Raw Vegetables: the Good and the Not So Good
Raw foods have intact enzymes and vitamins. That’s good….
But raw foods are not always ideal. Here’s why:
- raw foods require more time to chew, so we don’t eat as much as we should
- poorly chewed and half-digested veggies don’t yield their minerals easily
- my personal goal is 8 cups of compacted (cooked or blended) vegetables daily. Leafy greens have to be wilted first to count them towards my goal. For example, 10 cups of spinach makes only 2 cups of wilted spinach. Raw leafy greens look like a lot of food but cook or blend down to almost nothing.

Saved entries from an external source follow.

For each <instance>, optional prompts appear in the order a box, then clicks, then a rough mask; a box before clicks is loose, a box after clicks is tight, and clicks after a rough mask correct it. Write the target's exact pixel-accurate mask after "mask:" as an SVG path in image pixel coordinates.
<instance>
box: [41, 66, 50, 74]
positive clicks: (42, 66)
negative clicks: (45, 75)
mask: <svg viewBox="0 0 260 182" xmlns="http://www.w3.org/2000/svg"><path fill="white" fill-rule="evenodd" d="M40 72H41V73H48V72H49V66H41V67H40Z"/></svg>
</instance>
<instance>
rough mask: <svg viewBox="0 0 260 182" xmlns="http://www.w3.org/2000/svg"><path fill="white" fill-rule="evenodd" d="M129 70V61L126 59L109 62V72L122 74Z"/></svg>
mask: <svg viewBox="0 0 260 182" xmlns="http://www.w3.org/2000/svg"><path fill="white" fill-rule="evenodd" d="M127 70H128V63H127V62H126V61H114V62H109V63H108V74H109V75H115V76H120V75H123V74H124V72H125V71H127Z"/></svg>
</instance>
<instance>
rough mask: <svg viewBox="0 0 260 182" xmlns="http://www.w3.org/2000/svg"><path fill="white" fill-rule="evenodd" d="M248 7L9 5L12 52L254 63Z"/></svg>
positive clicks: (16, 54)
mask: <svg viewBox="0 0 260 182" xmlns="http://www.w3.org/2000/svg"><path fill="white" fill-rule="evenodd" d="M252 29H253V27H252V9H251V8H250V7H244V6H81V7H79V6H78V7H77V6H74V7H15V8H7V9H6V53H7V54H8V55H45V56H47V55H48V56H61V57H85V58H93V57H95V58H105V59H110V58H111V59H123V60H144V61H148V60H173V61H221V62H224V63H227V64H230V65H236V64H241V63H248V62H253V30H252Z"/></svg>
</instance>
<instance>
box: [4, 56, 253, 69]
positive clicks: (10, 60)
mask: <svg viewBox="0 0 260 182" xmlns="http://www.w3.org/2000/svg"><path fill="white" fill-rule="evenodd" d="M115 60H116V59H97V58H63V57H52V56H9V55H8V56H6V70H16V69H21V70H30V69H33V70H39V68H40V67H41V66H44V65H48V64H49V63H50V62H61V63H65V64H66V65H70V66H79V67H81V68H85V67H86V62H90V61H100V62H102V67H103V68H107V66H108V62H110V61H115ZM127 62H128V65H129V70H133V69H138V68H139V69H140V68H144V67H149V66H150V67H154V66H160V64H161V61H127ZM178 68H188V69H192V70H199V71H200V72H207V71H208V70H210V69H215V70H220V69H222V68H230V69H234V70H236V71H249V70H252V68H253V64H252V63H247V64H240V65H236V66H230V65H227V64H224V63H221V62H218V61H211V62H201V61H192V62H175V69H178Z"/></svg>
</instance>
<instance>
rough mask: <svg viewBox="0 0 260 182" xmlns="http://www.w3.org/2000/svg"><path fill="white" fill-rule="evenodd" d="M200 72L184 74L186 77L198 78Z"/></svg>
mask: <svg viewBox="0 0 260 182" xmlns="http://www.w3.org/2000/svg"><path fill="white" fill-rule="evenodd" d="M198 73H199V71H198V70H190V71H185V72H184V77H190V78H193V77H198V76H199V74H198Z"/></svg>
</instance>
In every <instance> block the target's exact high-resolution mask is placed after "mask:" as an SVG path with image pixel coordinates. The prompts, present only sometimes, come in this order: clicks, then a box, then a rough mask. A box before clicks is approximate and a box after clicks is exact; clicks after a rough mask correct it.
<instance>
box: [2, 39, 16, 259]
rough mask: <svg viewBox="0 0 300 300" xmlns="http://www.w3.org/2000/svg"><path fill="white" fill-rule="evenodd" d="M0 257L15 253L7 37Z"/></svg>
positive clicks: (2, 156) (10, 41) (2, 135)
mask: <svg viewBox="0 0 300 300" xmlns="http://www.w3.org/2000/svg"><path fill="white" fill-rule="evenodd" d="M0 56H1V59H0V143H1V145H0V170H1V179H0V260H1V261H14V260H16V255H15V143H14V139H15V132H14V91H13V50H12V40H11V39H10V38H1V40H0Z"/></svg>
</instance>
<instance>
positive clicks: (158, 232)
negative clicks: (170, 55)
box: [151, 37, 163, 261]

- raw cruciferous veggies contain goitregens which block iodine from the thyroid. If you eat a lot of kale, collards or other crucifers, you should blanch them quickly before blending (or blanch and cool the day before). This is especially true if you are Hypothyroid. A little raw kale or collards everyday is OK.
- spinach is high in oxalates which reduce mineral absorption and can cause kidney stones. Baby spinach is safer than mature, but don’t eat cups full of raw spinach every day. Save some to cook into your omelet or Quiche where the cooking breaks down the oxalates.
Chew Your Smoothie!
Yep, you need to chew your Paleo Pudding. It’s a nutrient dense food that needs salivary enzymes to help digest it. Take your time and enjoy it. It’s very filling and you’ll be getting a real meal out of this.
Blending your veggies does help pre-digest and pre-chew the food for you. It’s faster to eat a Vegetable Slurpee than to chew on a bowl of salad for half an hour. And it’s still raw so it contains the enzymes and vitamins intact.
You get a lot of food reduced to a cup or two of Vegetable Smoothie, as much as a huge salad bowl. Add protein and fat and you’ve got a complete meal.
Balancing Proteins, Fats and Carbs
Like every balanced meal, you need protein and fat with your low carb Paleo Smoothie. For protein, eat some meat, fish or eggs on the side, or add protein powder or a raw pastured egg. Nuts yield some protein, but don’t use too many – they’re high in Omega 6’s.
Bone Broth or gelatin adds protein. Here’s the link to the blue cap gelatin from Vital Proteins. It dissolves in cold water – the green cap does not.
Eat fats on the side with your protein, or blend in avocado, oil or nuts. You’ll get hungry if you leave out the fat.
This blog post has a full ingredient list of all the things I’ve used to make my own paleo smoothies or low-carb smoothie bowl. Print it out before you go shopping! And there’s no recipes required!
Nutri Bullet vs. Blendtec or Vitamix
I’ve used all three. My recommendation is use the one you already have, but if buying one, the Nutri Bullet is fine for one person or one smoothie at time. If you’re making them for several people or enough for several servings, consider the bigger blenders.
The Nutri Bullet works surprisingly well when I stuff it full of romaine, cucumber, fennel bulb, avocado, zucchini and berries. I can blend it down once and then add more food and reblend. I eat it with some buttery fish or chicken and I’m full!
Note: if the food doesn’t fall down into the Nutri Bullet blade, remove the jar, tap sharply on your hand and try again. Don’t burn out its little motor! Or add another tablespoon of fluid.
If you make enough for a second serving later, eat it soon – maybe within 3 hours – to keep the enzymes alive and the raw food fresh.